Five signs the guy you are dating is a gold digger
One of the unfortunate side effects of women’s empowerment are the men trying to profit from it. That’s right, ladies, male gold diggers are now a staple of the dating scene, common as date rapists and married men pretending to be single. So, while you try to figure out whether he’s looking for something serious, keep an eye out for the man who’s more concerned about your finances than your body count.
Here are five telltale signs the man you’re dating is a gold digger:
1. He pays for everything at first
When you first start dating a male gold digger, he’ll pay for everything. He’ll wine and dine you at an expensive French restaurant one minute and lavish you with expensive gifts the next. Then, once you’re officially an item, he’ll start singing another tune.
For instance, if you’ve been staying with him for free, as soon as you’re comfortable, he’ll throw his hands in the air, declare that he’s being taken advantage of, then ask you to split the rent. If you ask to see the rental contract and utility bills to verify how much you owe, he’ll ask why you don’t trust him and then you’re stuck in the uncomfortable position of paying an arbitrary bill of his own design.
Not only that, but all of the wining and dining he used to win you over will cease permanently. Now, he’ll be asking you to take him out to dinner to make up for the time(s) he took you out, or he’ll conveniently “forget” his wallet every time you go out to eat together. He may even go so far as to say you owe him money for the dates he took you on initially.
It doesn’t stop there either.
When you’re out on your own, the male gold digger will call and ask you to pick up things at the store. At first, they’ll be small items, like a bath mat, then they’ll increase in value until you’re spending $450 for two weeks’ worth of exclusively organic groceries at Trader Joes and footing the bill for the ceiling repair of his slummy apartment. Before you know it, the generous man you once knew is now draining your bank account for overpriced, unnecessary items and you’ve come to the realization that he’s terrible at managing money.
2. He’s a hobosexual
Male gold diggers are taking on the role of the young women who once needed to get married in order to support themselves financially. The only difference is that these men aren’t in the workforce by choice.
Hobosexuals pining for a free ride, will seek out area-women with high paying jobs, advanced professional degrees, nice cars and living situations. With no ambition or education, the hobosexual will try to latch onto any woman of means, dating her traditionally until he’s comfortable enough to ask if he can move into her apartment or borrow your car. If you give in to a hobosexual, he’ll milk you for all you’re worth, while looking for better opportunities.
3. He’s entitled
What do you get when you combine misogyny, laziness and a sense of entitlement? An unemployed middle-aged man crashing on your couch while you work overtime.
The male gold digger is so entitled, he thinks he’s doing you a favor by being with you. That’s why he feels justified in requesting gifts, having you foot his bills and treat him to a night on the town.
And while he may lie about his job or career aspirations when you first meet, the male gold digger has no intention of ever finding a job or pursuing a career; he’s too good for that. Rather, if you’re naïve enough to buy into his B.S., you’ll be the corporation he refuses to work for.

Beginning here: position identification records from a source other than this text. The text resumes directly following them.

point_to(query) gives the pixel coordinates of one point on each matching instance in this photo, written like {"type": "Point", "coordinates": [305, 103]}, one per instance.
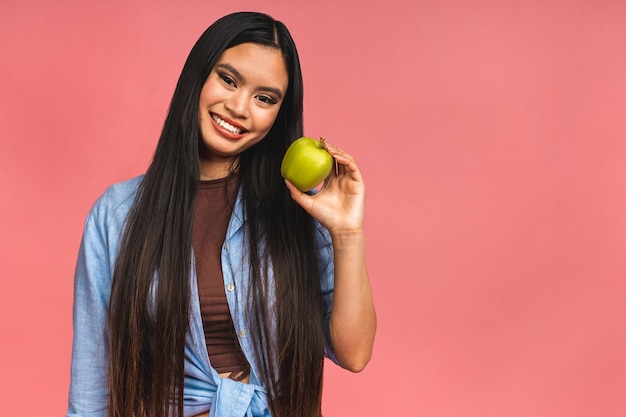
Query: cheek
{"type": "Point", "coordinates": [269, 119]}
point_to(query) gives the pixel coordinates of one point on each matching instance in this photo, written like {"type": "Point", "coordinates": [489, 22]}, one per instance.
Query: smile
{"type": "Point", "coordinates": [226, 126]}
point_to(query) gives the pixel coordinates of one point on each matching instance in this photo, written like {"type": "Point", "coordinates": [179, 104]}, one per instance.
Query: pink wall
{"type": "Point", "coordinates": [491, 137]}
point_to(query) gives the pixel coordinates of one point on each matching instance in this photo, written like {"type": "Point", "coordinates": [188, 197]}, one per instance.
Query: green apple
{"type": "Point", "coordinates": [306, 163]}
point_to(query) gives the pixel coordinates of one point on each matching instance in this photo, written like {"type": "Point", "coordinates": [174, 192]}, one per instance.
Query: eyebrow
{"type": "Point", "coordinates": [237, 74]}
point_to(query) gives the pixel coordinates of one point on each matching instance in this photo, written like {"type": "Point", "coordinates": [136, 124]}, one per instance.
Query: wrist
{"type": "Point", "coordinates": [348, 237]}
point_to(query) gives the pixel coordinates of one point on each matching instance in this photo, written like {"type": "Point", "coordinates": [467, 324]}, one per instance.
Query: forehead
{"type": "Point", "coordinates": [257, 63]}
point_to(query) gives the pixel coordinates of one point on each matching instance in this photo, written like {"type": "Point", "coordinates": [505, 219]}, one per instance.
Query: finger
{"type": "Point", "coordinates": [344, 162]}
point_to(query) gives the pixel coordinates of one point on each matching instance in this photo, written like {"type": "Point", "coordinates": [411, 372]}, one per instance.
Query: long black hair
{"type": "Point", "coordinates": [146, 371]}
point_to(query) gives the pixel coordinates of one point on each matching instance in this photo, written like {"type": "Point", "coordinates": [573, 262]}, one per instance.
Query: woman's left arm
{"type": "Point", "coordinates": [339, 206]}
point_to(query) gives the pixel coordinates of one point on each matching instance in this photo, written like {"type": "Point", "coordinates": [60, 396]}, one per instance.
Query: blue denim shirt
{"type": "Point", "coordinates": [204, 388]}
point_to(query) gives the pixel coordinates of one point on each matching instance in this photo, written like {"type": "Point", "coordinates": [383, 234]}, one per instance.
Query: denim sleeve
{"type": "Point", "coordinates": [327, 270]}
{"type": "Point", "coordinates": [88, 394]}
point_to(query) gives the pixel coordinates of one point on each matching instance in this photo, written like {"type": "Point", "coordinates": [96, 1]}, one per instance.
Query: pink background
{"type": "Point", "coordinates": [491, 136]}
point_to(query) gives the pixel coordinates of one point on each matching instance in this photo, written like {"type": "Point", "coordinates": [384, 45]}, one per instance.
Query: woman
{"type": "Point", "coordinates": [210, 284]}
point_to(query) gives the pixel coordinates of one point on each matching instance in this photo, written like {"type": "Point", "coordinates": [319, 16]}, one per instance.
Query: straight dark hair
{"type": "Point", "coordinates": [149, 316]}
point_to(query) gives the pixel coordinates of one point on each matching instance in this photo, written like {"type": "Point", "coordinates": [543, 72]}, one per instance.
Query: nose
{"type": "Point", "coordinates": [237, 104]}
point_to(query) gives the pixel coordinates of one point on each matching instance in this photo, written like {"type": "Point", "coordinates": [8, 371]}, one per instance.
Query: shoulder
{"type": "Point", "coordinates": [112, 207]}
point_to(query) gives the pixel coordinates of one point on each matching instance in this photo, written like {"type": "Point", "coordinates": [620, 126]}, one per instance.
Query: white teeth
{"type": "Point", "coordinates": [226, 125]}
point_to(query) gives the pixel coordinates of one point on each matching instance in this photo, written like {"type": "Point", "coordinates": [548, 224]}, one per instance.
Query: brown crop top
{"type": "Point", "coordinates": [213, 209]}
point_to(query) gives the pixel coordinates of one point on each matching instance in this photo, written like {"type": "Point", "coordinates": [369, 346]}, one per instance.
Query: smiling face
{"type": "Point", "coordinates": [238, 105]}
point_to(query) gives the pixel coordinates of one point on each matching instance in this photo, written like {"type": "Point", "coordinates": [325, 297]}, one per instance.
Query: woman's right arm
{"type": "Point", "coordinates": [88, 394]}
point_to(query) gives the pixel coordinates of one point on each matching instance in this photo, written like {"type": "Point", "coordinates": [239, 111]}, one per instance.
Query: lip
{"type": "Point", "coordinates": [224, 132]}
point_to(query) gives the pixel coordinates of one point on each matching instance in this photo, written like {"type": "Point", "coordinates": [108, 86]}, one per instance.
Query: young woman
{"type": "Point", "coordinates": [210, 284]}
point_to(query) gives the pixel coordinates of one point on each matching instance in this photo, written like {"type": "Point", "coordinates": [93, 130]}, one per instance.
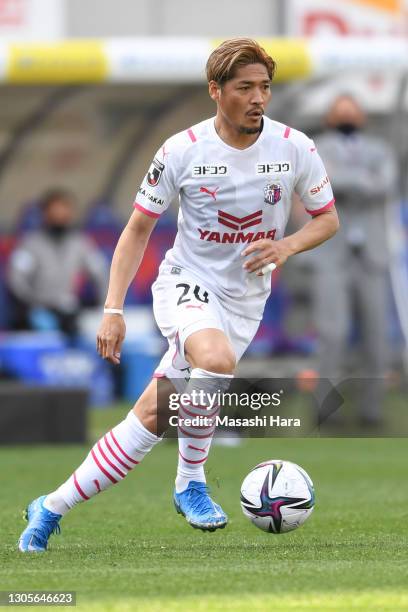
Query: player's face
{"type": "Point", "coordinates": [242, 100]}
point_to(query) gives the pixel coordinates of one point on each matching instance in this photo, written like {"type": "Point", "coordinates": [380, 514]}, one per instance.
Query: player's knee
{"type": "Point", "coordinates": [146, 411]}
{"type": "Point", "coordinates": [218, 361]}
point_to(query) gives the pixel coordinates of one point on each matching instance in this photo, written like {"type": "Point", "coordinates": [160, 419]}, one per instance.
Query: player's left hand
{"type": "Point", "coordinates": [265, 252]}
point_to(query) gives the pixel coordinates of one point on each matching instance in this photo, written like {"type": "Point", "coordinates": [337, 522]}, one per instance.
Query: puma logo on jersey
{"type": "Point", "coordinates": [316, 189]}
{"type": "Point", "coordinates": [239, 223]}
{"type": "Point", "coordinates": [213, 194]}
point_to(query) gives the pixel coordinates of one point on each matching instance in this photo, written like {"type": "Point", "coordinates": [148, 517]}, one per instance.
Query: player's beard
{"type": "Point", "coordinates": [243, 130]}
{"type": "Point", "coordinates": [255, 130]}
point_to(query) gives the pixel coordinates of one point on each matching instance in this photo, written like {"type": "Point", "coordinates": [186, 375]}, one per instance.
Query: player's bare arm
{"type": "Point", "coordinates": [125, 263]}
{"type": "Point", "coordinates": [319, 229]}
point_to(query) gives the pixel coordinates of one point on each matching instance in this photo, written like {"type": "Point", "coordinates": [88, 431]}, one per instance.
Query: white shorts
{"type": "Point", "coordinates": [182, 305]}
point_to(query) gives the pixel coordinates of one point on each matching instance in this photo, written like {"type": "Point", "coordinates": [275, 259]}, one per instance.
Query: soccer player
{"type": "Point", "coordinates": [235, 175]}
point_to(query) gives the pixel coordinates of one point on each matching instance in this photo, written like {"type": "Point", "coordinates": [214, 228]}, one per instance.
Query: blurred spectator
{"type": "Point", "coordinates": [351, 269]}
{"type": "Point", "coordinates": [45, 269]}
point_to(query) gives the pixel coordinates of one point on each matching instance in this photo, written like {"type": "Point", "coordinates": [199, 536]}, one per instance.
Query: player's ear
{"type": "Point", "coordinates": [214, 90]}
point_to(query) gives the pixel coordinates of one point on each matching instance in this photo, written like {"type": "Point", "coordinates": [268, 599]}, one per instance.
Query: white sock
{"type": "Point", "coordinates": [195, 442]}
{"type": "Point", "coordinates": [108, 462]}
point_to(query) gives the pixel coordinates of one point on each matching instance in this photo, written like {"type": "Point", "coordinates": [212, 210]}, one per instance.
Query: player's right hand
{"type": "Point", "coordinates": [110, 336]}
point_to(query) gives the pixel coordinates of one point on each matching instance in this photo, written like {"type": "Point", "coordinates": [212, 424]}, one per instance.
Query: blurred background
{"type": "Point", "coordinates": [90, 90]}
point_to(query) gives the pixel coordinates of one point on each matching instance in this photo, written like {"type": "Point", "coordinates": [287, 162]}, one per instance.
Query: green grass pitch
{"type": "Point", "coordinates": [127, 549]}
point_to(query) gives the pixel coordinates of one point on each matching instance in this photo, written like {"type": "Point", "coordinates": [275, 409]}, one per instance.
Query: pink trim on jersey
{"type": "Point", "coordinates": [149, 213]}
{"type": "Point", "coordinates": [320, 210]}
{"type": "Point", "coordinates": [192, 135]}
{"type": "Point", "coordinates": [202, 450]}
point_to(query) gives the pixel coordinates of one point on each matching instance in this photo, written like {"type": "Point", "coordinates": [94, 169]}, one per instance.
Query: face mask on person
{"type": "Point", "coordinates": [347, 128]}
{"type": "Point", "coordinates": [57, 230]}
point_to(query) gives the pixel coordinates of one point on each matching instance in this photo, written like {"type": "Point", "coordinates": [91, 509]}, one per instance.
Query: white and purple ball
{"type": "Point", "coordinates": [277, 496]}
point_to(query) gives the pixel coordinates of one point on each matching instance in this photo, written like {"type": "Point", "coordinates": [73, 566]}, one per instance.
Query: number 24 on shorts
{"type": "Point", "coordinates": [186, 291]}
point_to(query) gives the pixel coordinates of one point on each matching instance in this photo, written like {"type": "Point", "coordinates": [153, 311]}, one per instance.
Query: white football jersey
{"type": "Point", "coordinates": [229, 198]}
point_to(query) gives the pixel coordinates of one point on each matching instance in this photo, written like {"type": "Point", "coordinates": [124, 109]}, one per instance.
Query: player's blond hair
{"type": "Point", "coordinates": [233, 53]}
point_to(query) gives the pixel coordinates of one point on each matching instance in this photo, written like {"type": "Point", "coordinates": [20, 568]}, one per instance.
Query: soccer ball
{"type": "Point", "coordinates": [277, 496]}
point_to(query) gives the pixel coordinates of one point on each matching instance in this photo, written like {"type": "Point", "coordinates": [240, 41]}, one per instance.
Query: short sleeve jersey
{"type": "Point", "coordinates": [229, 198]}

4. He has expensive tastes
The gold digger is a man of exquisite taste, the more expensive an item, the more value it holds in his miniscule, superficial mind. Instead of fixating his beady eyes to your chest, on the first date, the male gold digger will stare longingly at your Rolls-Royce Sweptail the way a teenage boy stares into the girls’ locker room.
If you meet a male gold digger on a dating site, he’ll start off by asking what vacations you’ve taken recently, then ask where you work specifically. If your profile indicates you’re a doctor, for instance, he’ll want to know which hospital you work for and what your title is. If you’re foolish enough to tell him, he’ll look up your salary and gauge his level of interest based on that.
Don’t think for one second that a male gold digger would date a freelance journalist, local musician or aspiring anything. Love, to him, comes at a price.
5. He pries too much into your family’s financial situation
This type of male gold digger will seek out women from wealthy families and play the long game to get a piece of her inheritance. He may not even be a hobosexual, he could be middle class or well off himself, just not as wealthy as the women he pursues. Like the gold diggers who pay for everything before pulling a 180, this breed of gold digger will ask about the nature and extent of your family’s assets and who has control over them.
Once he marries you, he’ll either stop working entirely assuming your family will foot the bill, or he’ll pay for you for years, file for divorce and then go after your family’s assets.